Let's analyze the histograms provided in the image to determine the median and quartiles.

Part a:

The data has the following midpoints (with their frequencies):

• 33: frequency 4
• 38: frequency 10
• 43: frequency 12
• 48: frequency 16
• 53: frequency 14
• 58: frequency 10
• 63: frequency 4

Total number of data points:

Summing the frequencies: $4 + 10 + 12 + 16 + 14 + 10 + 4 = 70$

Median:

The median is the middle value in an ordered dataset. For 70 data points, the median lies between the 35th and 36th values.

• The cumulative frequencies:
  • First interval (33): 4
  • Second interval (38): 4 + 10 = 14
  • Third interval (43): 14 + 12 = 26
  • Fourth interval (48): 26 + 16 = 42 (this interval contains the median, as both the 35th and 36th values lie here).

Since the median falls in the interval 48, the exact median can be approximated using interpolation if needed.

Quartiles:

• Q1 (25th percentile): It lies at the 17.5th value (25% of 70 = 17.5).

  • From the cumulative frequencies, it falls in the third interval (43) since the 17th and 18th values lie in this range.
  • So, Q1 ≈ 43.

• Q3 (75th percentile): It lies at the 52.5th value (75% of 70 = 52.5).

  • From the cumulative frequencies, the 52nd and 53rd values lie in the fifth interval (53).
  • So, Q3 ≈ 53.

Part b:

The data has the following midpoints (with their frequencies):

• 12: frequency 2
• 17: frequency 7
• 22: frequency 12
• 27: frequency 16
• 32: frequency 8

Total number of data points:

Summing the frequencies: $2 + 7 + 12 + 16 + 8 = 45$

Median:

For 45 data points, the median lies at the 23rd value.

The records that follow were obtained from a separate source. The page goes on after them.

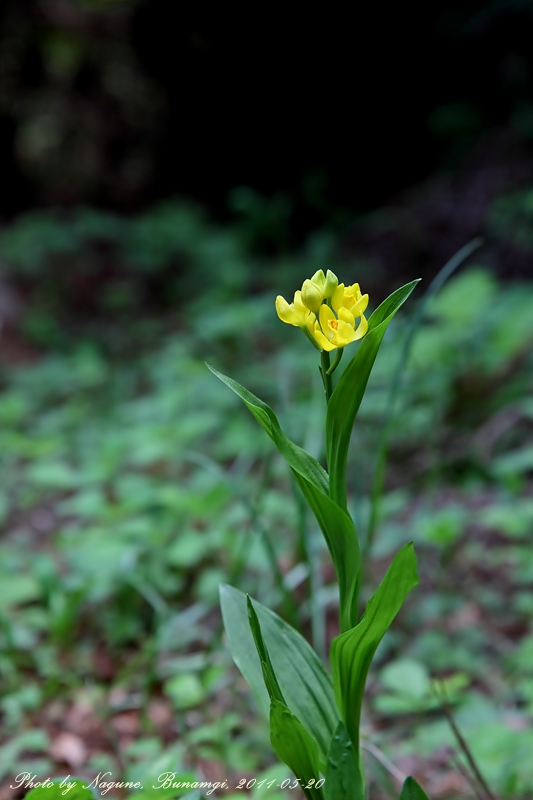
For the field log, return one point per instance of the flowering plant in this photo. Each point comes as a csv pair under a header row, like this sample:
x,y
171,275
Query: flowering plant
x,y
315,716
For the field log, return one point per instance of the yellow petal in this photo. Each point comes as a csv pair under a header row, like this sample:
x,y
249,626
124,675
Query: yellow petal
x,y
361,328
325,315
346,316
322,341
286,312
312,295
360,307
337,297
344,334
331,284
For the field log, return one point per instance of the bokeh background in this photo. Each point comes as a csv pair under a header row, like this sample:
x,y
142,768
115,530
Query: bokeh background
x,y
166,172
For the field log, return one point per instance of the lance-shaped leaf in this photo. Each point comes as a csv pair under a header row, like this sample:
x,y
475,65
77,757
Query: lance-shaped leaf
x,y
343,545
351,653
411,790
344,770
291,742
297,458
336,525
346,399
293,745
304,683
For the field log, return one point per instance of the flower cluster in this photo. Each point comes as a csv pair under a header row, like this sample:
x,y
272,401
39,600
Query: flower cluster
x,y
326,311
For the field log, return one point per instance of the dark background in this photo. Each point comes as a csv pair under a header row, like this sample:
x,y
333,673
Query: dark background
x,y
120,104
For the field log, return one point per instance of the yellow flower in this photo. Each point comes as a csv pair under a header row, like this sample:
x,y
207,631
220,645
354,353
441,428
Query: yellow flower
x,y
333,332
329,325
295,313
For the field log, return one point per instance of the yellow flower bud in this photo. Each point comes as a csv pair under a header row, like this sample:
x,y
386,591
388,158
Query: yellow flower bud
x,y
312,295
330,284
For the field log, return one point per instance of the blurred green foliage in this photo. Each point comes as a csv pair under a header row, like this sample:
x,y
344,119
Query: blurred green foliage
x,y
132,487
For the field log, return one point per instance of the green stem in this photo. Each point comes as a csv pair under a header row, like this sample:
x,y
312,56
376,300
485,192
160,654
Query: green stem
x,y
326,376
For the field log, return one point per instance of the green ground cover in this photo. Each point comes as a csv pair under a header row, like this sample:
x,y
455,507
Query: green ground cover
x,y
133,484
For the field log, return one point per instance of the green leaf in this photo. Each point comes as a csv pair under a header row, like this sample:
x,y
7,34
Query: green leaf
x,y
351,653
59,788
291,742
337,527
297,458
346,399
269,676
344,774
343,544
293,745
411,790
301,676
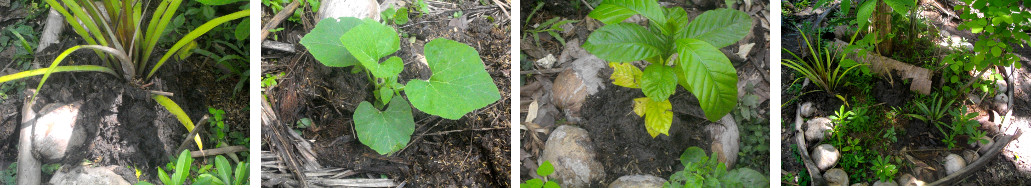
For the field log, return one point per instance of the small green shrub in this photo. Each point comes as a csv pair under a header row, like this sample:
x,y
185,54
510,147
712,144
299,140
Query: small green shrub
x,y
459,84
698,66
543,170
884,169
700,170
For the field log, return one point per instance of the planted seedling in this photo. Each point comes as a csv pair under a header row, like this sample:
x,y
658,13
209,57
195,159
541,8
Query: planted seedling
x,y
678,53
700,170
459,85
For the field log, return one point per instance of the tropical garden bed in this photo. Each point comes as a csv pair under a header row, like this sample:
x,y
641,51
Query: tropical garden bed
x,y
913,114
576,115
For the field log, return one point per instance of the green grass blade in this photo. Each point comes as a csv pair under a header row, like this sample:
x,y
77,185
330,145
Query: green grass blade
x,y
197,33
179,115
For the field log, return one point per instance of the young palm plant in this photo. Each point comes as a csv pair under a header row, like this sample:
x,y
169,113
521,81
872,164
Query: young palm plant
x,y
826,68
115,31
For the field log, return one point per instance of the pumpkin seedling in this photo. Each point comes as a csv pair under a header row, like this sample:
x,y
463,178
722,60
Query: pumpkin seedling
x,y
459,84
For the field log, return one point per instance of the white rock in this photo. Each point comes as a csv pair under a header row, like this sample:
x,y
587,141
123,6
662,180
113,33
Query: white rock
x,y
88,176
356,8
546,62
817,129
56,132
908,180
889,183
970,155
825,156
808,110
954,163
637,181
836,177
571,152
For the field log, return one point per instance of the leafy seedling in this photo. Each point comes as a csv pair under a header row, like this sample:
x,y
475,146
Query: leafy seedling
x,y
459,84
678,53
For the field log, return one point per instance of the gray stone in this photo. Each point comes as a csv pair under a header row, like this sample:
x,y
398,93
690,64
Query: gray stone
x,y
836,177
725,141
88,176
55,131
637,181
908,180
825,156
970,155
808,110
954,163
817,129
889,183
571,152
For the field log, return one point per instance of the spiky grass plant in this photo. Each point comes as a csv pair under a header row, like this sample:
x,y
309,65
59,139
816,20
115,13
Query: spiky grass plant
x,y
115,31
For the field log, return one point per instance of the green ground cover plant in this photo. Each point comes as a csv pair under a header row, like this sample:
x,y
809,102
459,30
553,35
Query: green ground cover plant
x,y
678,52
700,170
459,84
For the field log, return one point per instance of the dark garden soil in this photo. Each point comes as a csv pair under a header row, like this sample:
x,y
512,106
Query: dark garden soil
x,y
621,142
473,151
887,93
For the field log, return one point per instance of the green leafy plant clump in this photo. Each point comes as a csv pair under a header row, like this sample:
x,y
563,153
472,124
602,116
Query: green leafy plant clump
x,y
678,52
459,84
700,170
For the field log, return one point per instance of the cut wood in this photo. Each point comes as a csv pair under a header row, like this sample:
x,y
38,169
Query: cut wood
x,y
979,163
885,66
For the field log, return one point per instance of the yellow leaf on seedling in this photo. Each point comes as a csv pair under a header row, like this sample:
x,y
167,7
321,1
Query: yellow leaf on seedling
x,y
658,115
626,74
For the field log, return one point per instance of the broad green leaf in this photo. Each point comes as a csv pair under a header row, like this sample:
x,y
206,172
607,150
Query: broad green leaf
x,y
658,115
459,85
900,6
658,82
218,2
240,177
864,12
207,179
183,164
164,177
624,42
708,74
720,27
746,177
372,40
692,155
545,168
552,184
385,131
612,11
626,74
324,41
223,168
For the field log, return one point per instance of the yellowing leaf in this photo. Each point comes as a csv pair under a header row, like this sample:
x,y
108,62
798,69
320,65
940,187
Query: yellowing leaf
x,y
658,115
626,74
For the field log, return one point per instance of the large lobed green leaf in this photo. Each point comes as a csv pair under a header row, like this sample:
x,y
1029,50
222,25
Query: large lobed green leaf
x,y
324,41
708,74
658,82
372,40
459,85
719,27
612,11
385,131
624,42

• The cumulative frequencies:
  • First interval (12): 2
  • Second interval (17): 2 + 7 = 9
  • Third interval (22): 9 + 12 = 21
  • Fourth interval (27): 21 + 16 = 37 (this interval contains the median, as the 23rd value lies here).

So, the median is approximately 27.

Quartiles:

• Q1 (25th percentile): It lies at the 11.25th value (25% of 45 = 11.25).

  • From the cumulative frequencies, the 11th and 12th values lie in the third interval (22).
  • So, Q1 ≈ 22.

• Q3 (75th percentile): It lies at the 33.75th value (75% of 45 = 33.75).

  • From the cumulative frequencies, the 33rd and 34th values lie in the fourth interval (27).
  • So, Q3 ≈ 27.

Would you like more details on the interpolation process or need any further clarifications?

Here are some related questions to explore:

1. How do you calculate exact percentiles from grouped data?
2. What is the difference between the arithmetic mean and the median?
3. How does the shape of a histogram affect the interpretation of the median?
4. Can you always approximate quartiles from a histogram?
5. What are the limitations of using histograms for calculating measures of central tendency?

Tip: The more symmetrical the data distribution is, the closer the mean and median tend to be.